News and Blogs

Are boomer kids really getting a raw deal?


We often hear that there is a large and unfair gap between the life-chances of the baby boomers – those persons now in their mid-50s to early 60s – and their children, the echo-baby boomers now in their 20s.

In reality, class inequality within generations is far greater than differences between generations. There are extremes of rich and poor and a shrinking middle-class within all age groups.

For young people today, good jobs are hard to find, student debt is soaring, and the cost of breaking into the housing market has never been higher. The economic recovery from the Great Recession of 2008 has left far too many young adults sitting on the sidelines.

The employment rate of persons age 20-24 in 2011 (that is, the percentage of the age group with a job, any job) was 68.5 per cent, down significantly from 71.7 per cent four years ago. The unemployment rate for this age group averaged 10.9 per cent in 2011.

For teens, the employment rate has fallen dramatically, from 51.1 per cent to 42.9 per cent, and the unemployment rate in 2011 averaged 19.5 per cent.

And young people today are earning remarkably little more in real (inflation-adjusted) terms than their parents were when they were the same age. Over the entire thirty year period between 1981 and 2011, the average real hourly wage of men aged 25 to 34 rose by just 1 per cent, and that of women in the same age group rose by just 14 per cent.

But, have baby-boomers really enjoyed a cozy ride through life? The truly lucky were their parents, who worked in the post-Second World War “Golden Age” of low unemployment, rapidly rising real wages, rising house prices, and expanding public and private pension plans.

The postwar boom was petering out by the late 1970s and early 1980s, just as many baby boomers were entering the job market. The 1980s and 1990s were marked by two severe recessions, and by an increase in jobs which often did not provide steady wages or a decent pension.

The unemployment rate for the baby boomers, then mainly in their early thirties (age 30-34), was more than 10 per cent from 1983 to 1985, and over 8 per cent for the boomers in their late thirties during the recession years of 1992 to 1994.

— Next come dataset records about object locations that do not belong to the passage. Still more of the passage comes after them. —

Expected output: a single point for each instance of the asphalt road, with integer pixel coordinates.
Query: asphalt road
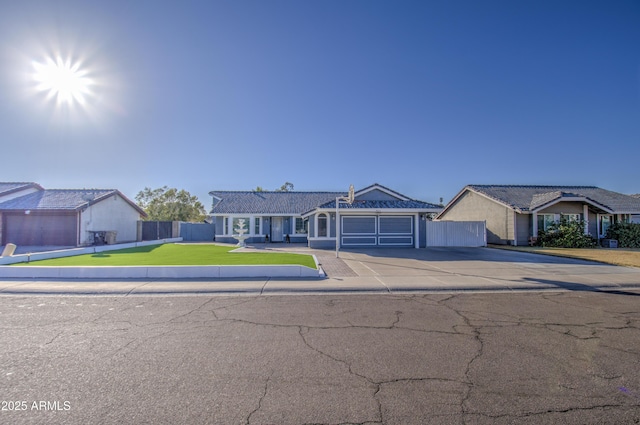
(568, 357)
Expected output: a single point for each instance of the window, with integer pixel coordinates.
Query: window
(256, 226)
(322, 225)
(545, 220)
(571, 217)
(302, 226)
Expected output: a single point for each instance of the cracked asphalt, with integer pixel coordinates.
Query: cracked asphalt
(570, 357)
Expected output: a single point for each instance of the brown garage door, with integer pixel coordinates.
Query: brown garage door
(40, 229)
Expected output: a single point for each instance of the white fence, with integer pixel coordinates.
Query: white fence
(456, 233)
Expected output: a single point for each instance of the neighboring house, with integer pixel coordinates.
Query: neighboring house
(61, 217)
(378, 217)
(514, 214)
(635, 218)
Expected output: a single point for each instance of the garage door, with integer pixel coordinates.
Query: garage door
(377, 231)
(40, 229)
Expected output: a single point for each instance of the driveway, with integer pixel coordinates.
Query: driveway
(400, 269)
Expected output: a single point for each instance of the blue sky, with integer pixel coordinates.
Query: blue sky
(423, 97)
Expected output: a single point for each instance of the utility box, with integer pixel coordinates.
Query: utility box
(8, 250)
(110, 237)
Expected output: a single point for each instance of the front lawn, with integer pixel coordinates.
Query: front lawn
(179, 255)
(619, 256)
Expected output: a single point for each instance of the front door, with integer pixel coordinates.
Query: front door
(606, 220)
(276, 229)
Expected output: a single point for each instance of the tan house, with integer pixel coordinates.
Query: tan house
(514, 214)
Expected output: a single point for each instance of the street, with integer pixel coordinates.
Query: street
(444, 358)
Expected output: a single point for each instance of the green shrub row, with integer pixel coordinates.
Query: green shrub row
(627, 234)
(566, 234)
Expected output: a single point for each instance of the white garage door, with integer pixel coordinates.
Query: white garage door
(377, 231)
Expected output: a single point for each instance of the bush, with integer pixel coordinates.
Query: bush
(566, 234)
(627, 234)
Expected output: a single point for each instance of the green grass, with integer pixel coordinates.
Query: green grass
(179, 255)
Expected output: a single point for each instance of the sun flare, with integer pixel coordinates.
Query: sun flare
(63, 80)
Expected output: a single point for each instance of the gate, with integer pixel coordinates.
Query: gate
(456, 233)
(154, 230)
(200, 232)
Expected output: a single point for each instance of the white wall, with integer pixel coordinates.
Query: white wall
(113, 213)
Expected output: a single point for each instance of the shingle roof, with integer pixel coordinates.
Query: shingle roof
(528, 198)
(8, 187)
(57, 199)
(251, 202)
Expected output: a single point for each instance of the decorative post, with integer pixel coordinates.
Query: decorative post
(241, 233)
(349, 200)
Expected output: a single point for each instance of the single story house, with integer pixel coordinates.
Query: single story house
(378, 216)
(635, 218)
(514, 214)
(63, 217)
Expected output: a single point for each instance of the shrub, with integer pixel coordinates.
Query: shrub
(566, 234)
(627, 234)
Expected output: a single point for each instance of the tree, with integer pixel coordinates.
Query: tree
(169, 204)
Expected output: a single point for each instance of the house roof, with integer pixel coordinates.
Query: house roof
(302, 203)
(12, 187)
(532, 198)
(62, 200)
(252, 202)
(386, 204)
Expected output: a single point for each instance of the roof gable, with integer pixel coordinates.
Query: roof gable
(285, 203)
(378, 192)
(63, 199)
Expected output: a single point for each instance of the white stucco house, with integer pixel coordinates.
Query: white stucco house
(33, 216)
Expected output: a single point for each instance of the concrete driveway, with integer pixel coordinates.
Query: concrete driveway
(473, 268)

Many baby boomers never managed to find the secure and well-paid jobs characteristic of the 1960s and 1970s that lay the basis for a decent retirement. A recent study by former Statscan assistant chief statistician Michael Wolfson found that one-in-four middle-income baby boomers face at least a 25 per cent fall in their standard of living in retirement. (He looked at persons born between 1945 and 1970, and earning between $35,000 and $80,000 per year.).

The proportion of all persons age 65 to 70 who are still working bottomed out at 11 per cent in 2000 and is now 24 per cent, and about one half of persons aged 60 to 65 are still working today.

To a significant degree, the baby boomers and their children are competing for jobs in a slack economy. But it is wrong to characterize this as a struggle between a “winning” and a “losing” generation.

In reality, the boomers and their children function as families who share in the good and the bad times.

The latest Census figures show that more than one in four (25.2 per cent) of young people age 25 to 29 are still living at home, up dramatically from just 11.3 per cent in 1981. And many baby boomers who can afford to do so are helping their children to avoid or minimize student debt.

We should focus more on issues like rising inequality, high unemployment and reduced income security which impact all Canadians, rather than think that one generation is winning at the expense of another.